GSK, headquartered in the UK, is one of the world's leading pharmaceutical companies. It manufacturers hundreds of prescription medicines, vaccines, and consumer healthcare products. While GSK plans to retain fast-growing non-prescription brands such as Panadol, a pain reliever, and Sensodyne toothpaste, the company wants to focus on its "priority" brands, according to Bloomberg. Those brands include some of the North American OTC brands it didn't sell to Prestige, including Alli, Nicorette and Contac.
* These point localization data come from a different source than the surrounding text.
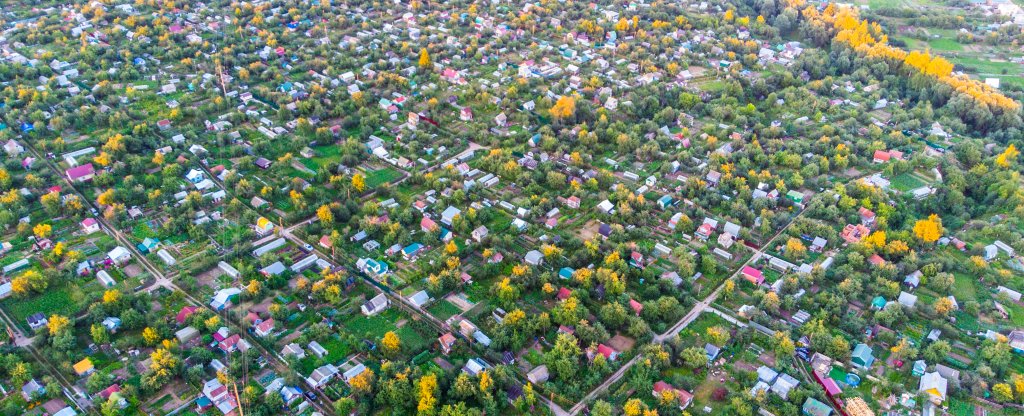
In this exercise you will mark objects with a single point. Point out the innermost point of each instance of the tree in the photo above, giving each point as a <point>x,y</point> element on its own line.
<point>563,359</point>
<point>325,215</point>
<point>427,394</point>
<point>563,108</point>
<point>390,344</point>
<point>929,231</point>
<point>424,58</point>
<point>358,182</point>
<point>151,336</point>
<point>1001,392</point>
<point>937,350</point>
<point>795,248</point>
<point>1007,157</point>
<point>57,324</point>
<point>693,358</point>
<point>363,383</point>
<point>99,334</point>
<point>42,231</point>
<point>943,305</point>
<point>718,335</point>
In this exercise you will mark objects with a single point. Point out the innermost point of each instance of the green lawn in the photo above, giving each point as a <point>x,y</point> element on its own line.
<point>443,309</point>
<point>964,287</point>
<point>374,327</point>
<point>906,181</point>
<point>378,177</point>
<point>52,301</point>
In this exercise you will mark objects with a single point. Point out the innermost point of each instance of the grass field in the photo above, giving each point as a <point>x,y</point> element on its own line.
<point>443,309</point>
<point>906,181</point>
<point>374,327</point>
<point>52,301</point>
<point>378,177</point>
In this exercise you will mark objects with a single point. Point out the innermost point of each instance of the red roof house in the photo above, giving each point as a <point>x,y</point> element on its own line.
<point>81,173</point>
<point>184,314</point>
<point>636,306</point>
<point>563,294</point>
<point>753,275</point>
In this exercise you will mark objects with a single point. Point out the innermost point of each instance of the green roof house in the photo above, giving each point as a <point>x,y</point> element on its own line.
<point>795,196</point>
<point>815,408</point>
<point>862,357</point>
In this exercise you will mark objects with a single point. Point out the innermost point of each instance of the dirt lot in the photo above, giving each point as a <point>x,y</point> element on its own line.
<point>132,269</point>
<point>589,231</point>
<point>209,278</point>
<point>622,343</point>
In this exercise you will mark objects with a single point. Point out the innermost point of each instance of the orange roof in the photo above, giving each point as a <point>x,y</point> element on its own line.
<point>83,366</point>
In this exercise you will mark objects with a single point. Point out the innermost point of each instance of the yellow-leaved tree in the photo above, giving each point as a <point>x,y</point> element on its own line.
<point>424,58</point>
<point>390,344</point>
<point>563,108</point>
<point>929,231</point>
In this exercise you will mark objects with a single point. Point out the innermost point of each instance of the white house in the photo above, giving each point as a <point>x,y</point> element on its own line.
<point>119,255</point>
Chances are the OTC brands will get more attention from Prestige, which has a greater stake in them, than from GSK, which divested them because it needs to be more focused on core products. Still, Prestige is swallowing 17 brands all at once. Apportioning marketing dollars across each of them — or at least those brands that are deemed to need the most support — could be a challenge. Hopefully, it will not lead to a case of corporate indigestion.
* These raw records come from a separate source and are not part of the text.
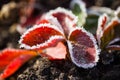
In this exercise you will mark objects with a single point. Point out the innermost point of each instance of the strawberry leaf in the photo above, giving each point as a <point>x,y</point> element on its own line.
<point>66,18</point>
<point>41,36</point>
<point>57,52</point>
<point>83,48</point>
<point>78,8</point>
<point>11,60</point>
<point>101,26</point>
<point>109,33</point>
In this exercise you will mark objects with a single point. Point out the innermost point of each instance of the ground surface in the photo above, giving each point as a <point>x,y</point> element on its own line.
<point>108,67</point>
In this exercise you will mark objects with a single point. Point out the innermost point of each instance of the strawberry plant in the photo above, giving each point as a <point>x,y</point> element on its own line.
<point>59,35</point>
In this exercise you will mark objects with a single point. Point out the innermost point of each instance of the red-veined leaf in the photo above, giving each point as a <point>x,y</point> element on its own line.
<point>57,52</point>
<point>83,48</point>
<point>106,30</point>
<point>114,44</point>
<point>44,21</point>
<point>12,59</point>
<point>41,36</point>
<point>101,26</point>
<point>15,65</point>
<point>109,33</point>
<point>65,17</point>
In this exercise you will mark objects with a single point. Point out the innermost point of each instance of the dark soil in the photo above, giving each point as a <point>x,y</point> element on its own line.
<point>43,69</point>
<point>108,67</point>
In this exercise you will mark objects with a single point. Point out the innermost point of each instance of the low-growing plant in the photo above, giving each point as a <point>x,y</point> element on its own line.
<point>59,35</point>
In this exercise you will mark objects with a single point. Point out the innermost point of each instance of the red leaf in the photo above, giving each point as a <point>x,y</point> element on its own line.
<point>8,57</point>
<point>65,17</point>
<point>83,48</point>
<point>57,52</point>
<point>15,65</point>
<point>41,36</point>
<point>114,44</point>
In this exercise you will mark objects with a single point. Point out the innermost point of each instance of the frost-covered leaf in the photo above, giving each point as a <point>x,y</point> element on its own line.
<point>66,18</point>
<point>91,23</point>
<point>79,9</point>
<point>114,44</point>
<point>83,48</point>
<point>107,30</point>
<point>12,59</point>
<point>102,22</point>
<point>56,52</point>
<point>41,36</point>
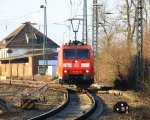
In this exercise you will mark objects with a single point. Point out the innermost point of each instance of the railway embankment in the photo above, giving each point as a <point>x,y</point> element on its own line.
<point>138,102</point>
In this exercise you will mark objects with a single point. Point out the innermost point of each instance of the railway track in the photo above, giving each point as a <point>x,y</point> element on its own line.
<point>77,106</point>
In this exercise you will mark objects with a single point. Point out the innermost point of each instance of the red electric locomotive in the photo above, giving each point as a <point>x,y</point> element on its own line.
<point>76,64</point>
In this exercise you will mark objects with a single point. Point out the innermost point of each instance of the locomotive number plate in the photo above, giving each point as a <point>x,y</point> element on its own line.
<point>76,65</point>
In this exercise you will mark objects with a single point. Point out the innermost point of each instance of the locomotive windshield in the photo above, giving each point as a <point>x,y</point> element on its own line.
<point>76,53</point>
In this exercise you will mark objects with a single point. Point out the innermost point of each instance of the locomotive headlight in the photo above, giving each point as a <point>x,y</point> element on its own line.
<point>65,71</point>
<point>67,65</point>
<point>85,64</point>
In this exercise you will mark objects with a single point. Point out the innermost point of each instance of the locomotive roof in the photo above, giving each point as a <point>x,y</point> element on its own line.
<point>73,47</point>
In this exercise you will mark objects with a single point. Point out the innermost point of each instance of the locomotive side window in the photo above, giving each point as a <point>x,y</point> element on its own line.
<point>69,54</point>
<point>83,53</point>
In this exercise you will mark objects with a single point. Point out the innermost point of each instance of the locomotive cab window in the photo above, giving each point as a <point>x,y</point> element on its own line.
<point>76,53</point>
<point>83,53</point>
<point>69,54</point>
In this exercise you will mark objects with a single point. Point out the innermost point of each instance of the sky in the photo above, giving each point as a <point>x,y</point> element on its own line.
<point>15,12</point>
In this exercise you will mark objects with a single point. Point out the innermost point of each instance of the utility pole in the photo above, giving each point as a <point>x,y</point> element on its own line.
<point>95,27</point>
<point>95,38</point>
<point>85,34</point>
<point>45,37</point>
<point>139,44</point>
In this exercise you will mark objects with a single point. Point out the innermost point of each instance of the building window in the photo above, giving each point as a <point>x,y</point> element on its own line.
<point>41,70</point>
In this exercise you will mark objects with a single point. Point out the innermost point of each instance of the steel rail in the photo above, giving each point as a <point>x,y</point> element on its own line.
<point>56,110</point>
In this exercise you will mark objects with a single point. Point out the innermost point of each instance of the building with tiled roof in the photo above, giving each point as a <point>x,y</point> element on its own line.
<point>25,38</point>
<point>21,54</point>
GSK CFO Simon Dingemans stated: "The disposal of our non-core consumer brands is about realising attractive value for shareholders as well as simplifying our ongoing Consumer business and allowing it to focus on its priority brands and markets. I am pleased that we have achieved such a good result for our US and Canadian assets, especially in such difficult market conditions. Active discussions continue with other potential buyers for the remaining assets."
Cue GSK's other late 2011 move, in which it sold five pharma brands to Covis: Fortaz (ceftazidime), Zinacef (cefuroxime), Lanoxin (digoxin), Parnate (tranylcypromine sulfate) and Zantac Injection (ranitidine hydrochloride) in the USA and Puerto Rico. According to The Pharma Letter, "GSK will retain the existing rights for these products in countries outside the USA. Financial terms of the agreement have not been disclosed. The agreement has received Hart-Scott-Rodino regulatory clearance in the USA."